Mathematical, Biological, and Computational Explanations

Review of: Making Sense of Life: Eplaining Biological Development Models, Metaphors, and Machines. Evelyn Fox Keller. Harvard University Press, Cambridge, Massachussets, 2002. Pp. 388, Price £19.95, hardback. ISBN 0-674-00746-8.

Heredity (forthcoming)


Although the narrative in the study is developed as a history of the field, Evelyn Fox Keller discusses a problem of the philosophy of science in her quest of “making sense of life.” The author does not hide that this puzzle emerged from her own background as a physicist once involved in proposing a mathematical model to explain the onset of aggregation in cellular slime molds. At that time (the 1960s) she found that the biological audience was not receptive to the model at all. The puzzles and problems were differently defined by biologists. One could not appreciate a model which abstracted from the biological question of what life is. Fox Keller points to important contributions from mathematical biology like those of Nicolas Rashevsky in the 1930s and Alan Turing in the 1950s which failed to reach their intended audience among biologists because the mathematical principles required translation into a discourse which focuses on material observation and accordingly formulates its problems in empirical terms.


In the opening chapter, the author contrast this with the relative success of Stéphane Leduc and other scholars who in the beginning of the 20th century developed “physico-chemical theories of life” which could be illustrated with experiments using osmosis. In this context, the biologist Benjamin C. Gruenberg wrote a two-part overview in the Scientific American in 1911 (!) under the title “The Creation of ‘Artificial Life.’” Nowadays, this same title is used by a research tradition in computational biology (Langton, 1986). How have the meanings of the terms shifted? How has the puzzle of combining material elements, biological questions about the dynamics, mathematical models and computational devices been solved in the research practices differently in the various developmental stages of biology. How is this reflected in the texts?

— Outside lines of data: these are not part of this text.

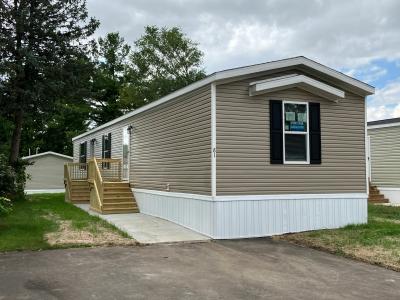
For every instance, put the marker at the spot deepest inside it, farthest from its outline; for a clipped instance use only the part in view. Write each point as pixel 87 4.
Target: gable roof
pixel 294 80
pixel 384 123
pixel 359 87
pixel 48 153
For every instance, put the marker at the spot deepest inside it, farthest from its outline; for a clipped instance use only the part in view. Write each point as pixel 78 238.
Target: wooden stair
pixel 375 195
pixel 80 191
pixel 118 198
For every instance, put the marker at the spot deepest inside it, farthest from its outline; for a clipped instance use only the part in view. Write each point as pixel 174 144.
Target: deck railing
pixel 96 172
pixel 77 171
pixel 110 169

The historical topic of Keller’s study is the tension in the models between genetics and embryology during the development of biology in the 20th century. She shows at great length how the problem formulations shifted, for example, when the DNA-model became available and when Jacob & Monod’s operon model was elaborated. In the latter model, the epigenetic understanding of development made it possible to solve the problem by translating concepts which had been developed in cybernetics into the discourse of biology. The latter requires a substantive understanding in addition to the mathematical model.

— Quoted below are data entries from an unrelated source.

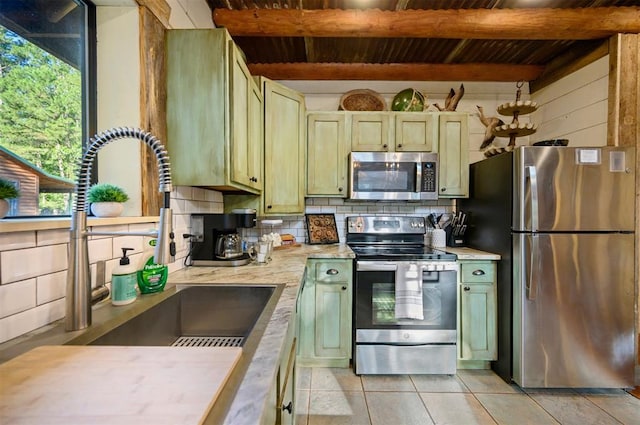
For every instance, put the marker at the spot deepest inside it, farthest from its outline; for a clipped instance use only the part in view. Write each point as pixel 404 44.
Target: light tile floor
pixel 337 396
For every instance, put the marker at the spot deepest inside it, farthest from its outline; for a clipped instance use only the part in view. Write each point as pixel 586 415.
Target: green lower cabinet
pixel 325 314
pixel 478 314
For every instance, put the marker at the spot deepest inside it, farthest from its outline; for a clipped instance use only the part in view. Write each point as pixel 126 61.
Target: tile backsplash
pixel 296 225
pixel 33 264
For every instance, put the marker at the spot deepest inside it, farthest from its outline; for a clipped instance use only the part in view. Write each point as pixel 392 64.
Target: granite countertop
pixel 465 253
pixel 250 401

From perspective of the mathematician and the physicist the use of a metaphor may seem like blurring an analytical distinction. However, the change of the context and therefore the meaning of the words may generate trading zones between discourses in which new puzzles can be generated. During the processes of change in the scientific discourses and practices, the very concepts used change meaning. For example, the word “activation” invoked a context different from “action.” The author elaborates on the example of what “positional information” meant to various authors who used this concept for explaining developmental processes like segmentation in Drosophila. How does language mediate in changing our encounter with an external world in the scientific enterprise? How has this mediation been different for those who were socialized with the Galileian dictum that the book of nature is written in math, and for those who were socialized in the tradition of natural history with its focus on “watching” and empirical observation?

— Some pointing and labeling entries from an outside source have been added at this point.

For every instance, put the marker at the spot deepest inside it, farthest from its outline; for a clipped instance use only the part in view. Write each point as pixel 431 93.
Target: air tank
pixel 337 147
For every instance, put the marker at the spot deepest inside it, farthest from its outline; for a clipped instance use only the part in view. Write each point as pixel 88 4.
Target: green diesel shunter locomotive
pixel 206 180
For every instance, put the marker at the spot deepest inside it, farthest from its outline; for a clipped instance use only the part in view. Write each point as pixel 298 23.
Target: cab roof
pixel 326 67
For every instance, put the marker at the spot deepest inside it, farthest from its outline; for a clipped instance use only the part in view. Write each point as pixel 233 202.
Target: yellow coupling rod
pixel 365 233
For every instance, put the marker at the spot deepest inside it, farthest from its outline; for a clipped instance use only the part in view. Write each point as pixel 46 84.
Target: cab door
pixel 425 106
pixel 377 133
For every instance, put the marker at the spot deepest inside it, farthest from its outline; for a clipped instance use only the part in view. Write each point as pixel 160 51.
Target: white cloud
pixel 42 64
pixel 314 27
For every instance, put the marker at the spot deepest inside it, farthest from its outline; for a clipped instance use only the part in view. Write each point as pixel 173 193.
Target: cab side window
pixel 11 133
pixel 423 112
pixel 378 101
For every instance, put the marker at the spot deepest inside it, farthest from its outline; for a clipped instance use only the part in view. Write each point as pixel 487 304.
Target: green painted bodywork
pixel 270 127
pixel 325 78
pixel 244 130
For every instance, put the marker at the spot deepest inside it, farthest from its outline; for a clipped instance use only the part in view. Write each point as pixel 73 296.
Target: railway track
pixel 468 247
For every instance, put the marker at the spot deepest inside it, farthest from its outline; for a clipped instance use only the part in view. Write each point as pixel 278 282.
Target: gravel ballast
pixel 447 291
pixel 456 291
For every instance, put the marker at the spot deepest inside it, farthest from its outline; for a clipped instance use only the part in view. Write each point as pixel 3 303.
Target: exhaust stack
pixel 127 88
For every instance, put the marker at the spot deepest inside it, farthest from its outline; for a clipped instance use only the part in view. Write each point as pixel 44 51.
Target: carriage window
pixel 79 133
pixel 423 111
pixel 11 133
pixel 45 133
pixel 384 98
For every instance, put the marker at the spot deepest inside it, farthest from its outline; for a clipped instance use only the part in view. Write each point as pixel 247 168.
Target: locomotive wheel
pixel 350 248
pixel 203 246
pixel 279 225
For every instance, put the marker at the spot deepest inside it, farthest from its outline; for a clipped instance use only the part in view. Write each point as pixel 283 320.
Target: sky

In the final part of the book the author describes how two recent developments in the computer sciences have contributed to building a new bridge between these traditions. First, the visualization techniques have changed the notion of what one can see. Under the microscope, the substance of life had to be cut and stained—and thus deprived of “living”—but computer-aided visualizations enable us to grasp the dynamics of life. Secondly, the new discipline of “artificial life” promises to explain the principles of life by using computer simulations. Unlike the mathematical models of the previous era, the cellular automata provide us with a material sense of what life “could” be by specifying possible mechanisms. The author envisages that a meeting point between these two research programs (computational biology and biological computation) will be found when one agrees upon puzzles about synthetic life forms.


The puzzles are guided by the problem formulations. The author wishes to tell the history of modern biology in terms of the meeting points where different discourses could carefully be ‘interlocked’ (Clark, 1996: 263). When the elaborate discourses enable us to receive signals in the specialist discourses on either side of a divide, science can move forward by redefining the problems from new perspectives. The past is then overwritten with a new semantics. The author who once failed to infuse biology from the perspective of mathematics and the physical sciences, achieves this bridging of a divide by using the language of the discipline’s history in a philosophical reflection.


Loet Leydesdorff,

Amsterdam School of Communications Research (ASCoR),

Kloveniersburgwal 48, 1012 CX Amsterdam, The Netherlands

Email: ;






Clark, A. (1996). “Happy Couplings: Emergence and Explanatory Interlock.” In Margaret A. Boden, ed., The Philosophy of Artificial Life, pp. 262-281. Oxford: Oxford University Press.

Gruenberg, B. C. (1911). “The Creation of ‘Artificial Life.’” Scientific American 105: 231-237 and 272-286.

Langton, C. (1986). “Studying Artificial Life with Cellular Automata.” Physica 22D: 120-149.